The U.S. Supreme Court said on Monday it rejected an appeal by former Qwest Communications International Inc Chief Executive Joseph Nacchio of his insider trading conviction on the grounds that he did not get a fair trial.
Nacchio's attorneys had argued in the appeal to the nation's high court that he should be acquitted or at least given a new trial.
Nacchio was convicted in 2007 on 19 counts of insider trading related to sales of Qwest stock in 2001, after company officials warned him the company could not meet its financial targets. A U.S. appeals court in Denver, by a 5-4 vote, in February upheld his conviction.
Nacchio initially received a sentence that included six years in prison and an order to forfeit $52 million.
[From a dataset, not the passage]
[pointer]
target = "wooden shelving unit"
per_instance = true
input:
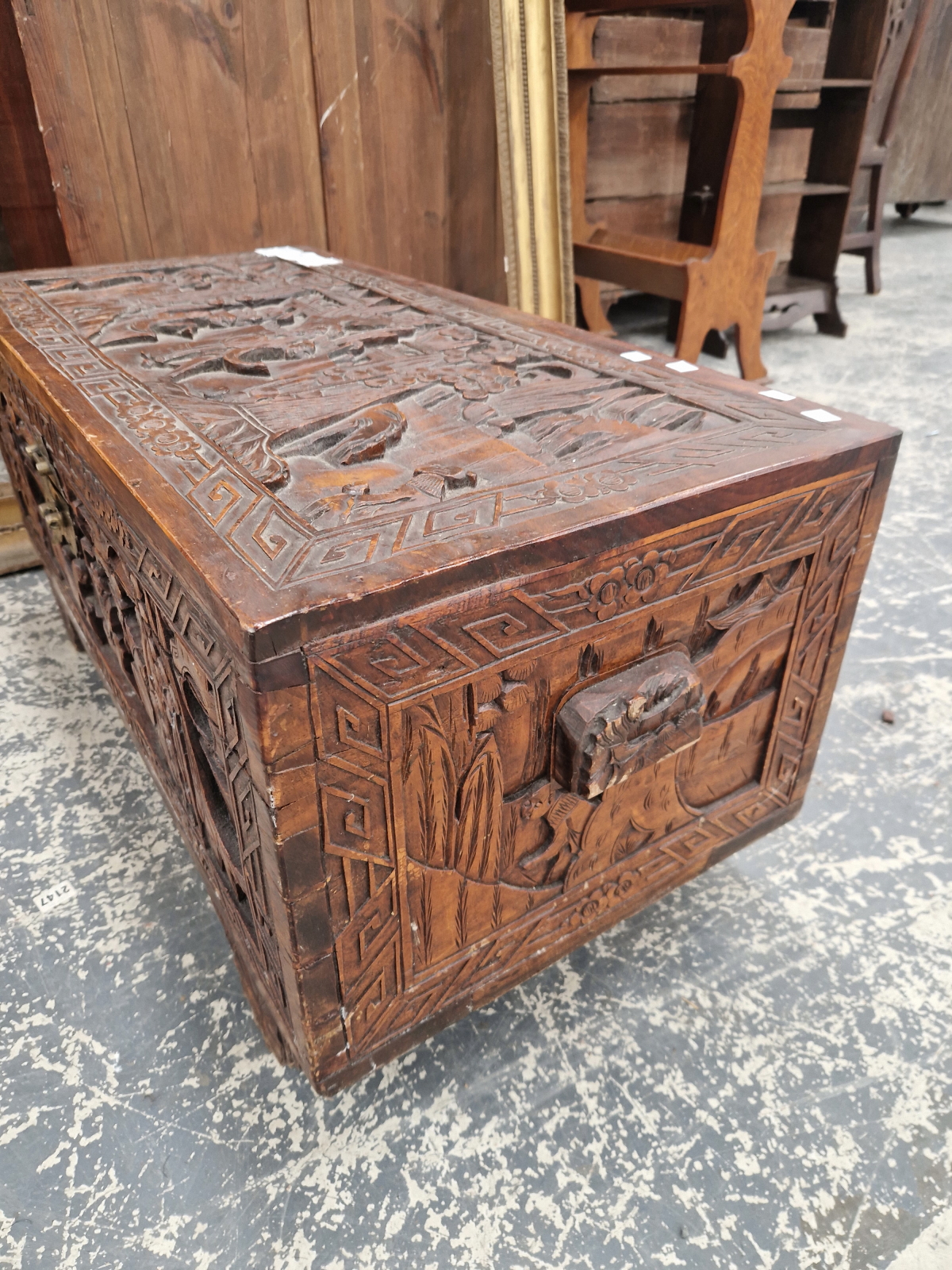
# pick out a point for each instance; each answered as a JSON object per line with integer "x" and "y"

He began serving his prison sentence in mid-April.
But a U.S. appeals court in July ruled the trial judge had incorrectly calculated Nacchio's true gain and held he should get a new sentence. Nacchio's sentence was not at issue in the Supreme Court case.
In his appeal, Nacchio's attorneys argued that the trial judge improperly excluded testimony from a key defense witness, financial expert and law professor Daniel Fischel.
They also said the appeals court erred by ruling there was sufficient evidence that Nacchio failed to disclose material information and knew it.
Once a star on Wall Street, Nacchio was among a number of corporate leaders convicted earlier in the decade of financial crimes. Others included WorldCom's Bernard Ebbers, Tyco International's Dennis Kozlowski and several top executives at Enron Corp, the energy company that collapsed in 2001.
The Supreme Court rejected the appeal without a comment. It sided with the U.S. Department of Justice, which said the appeals court ruling was correct and that further review of the case was unwarranted.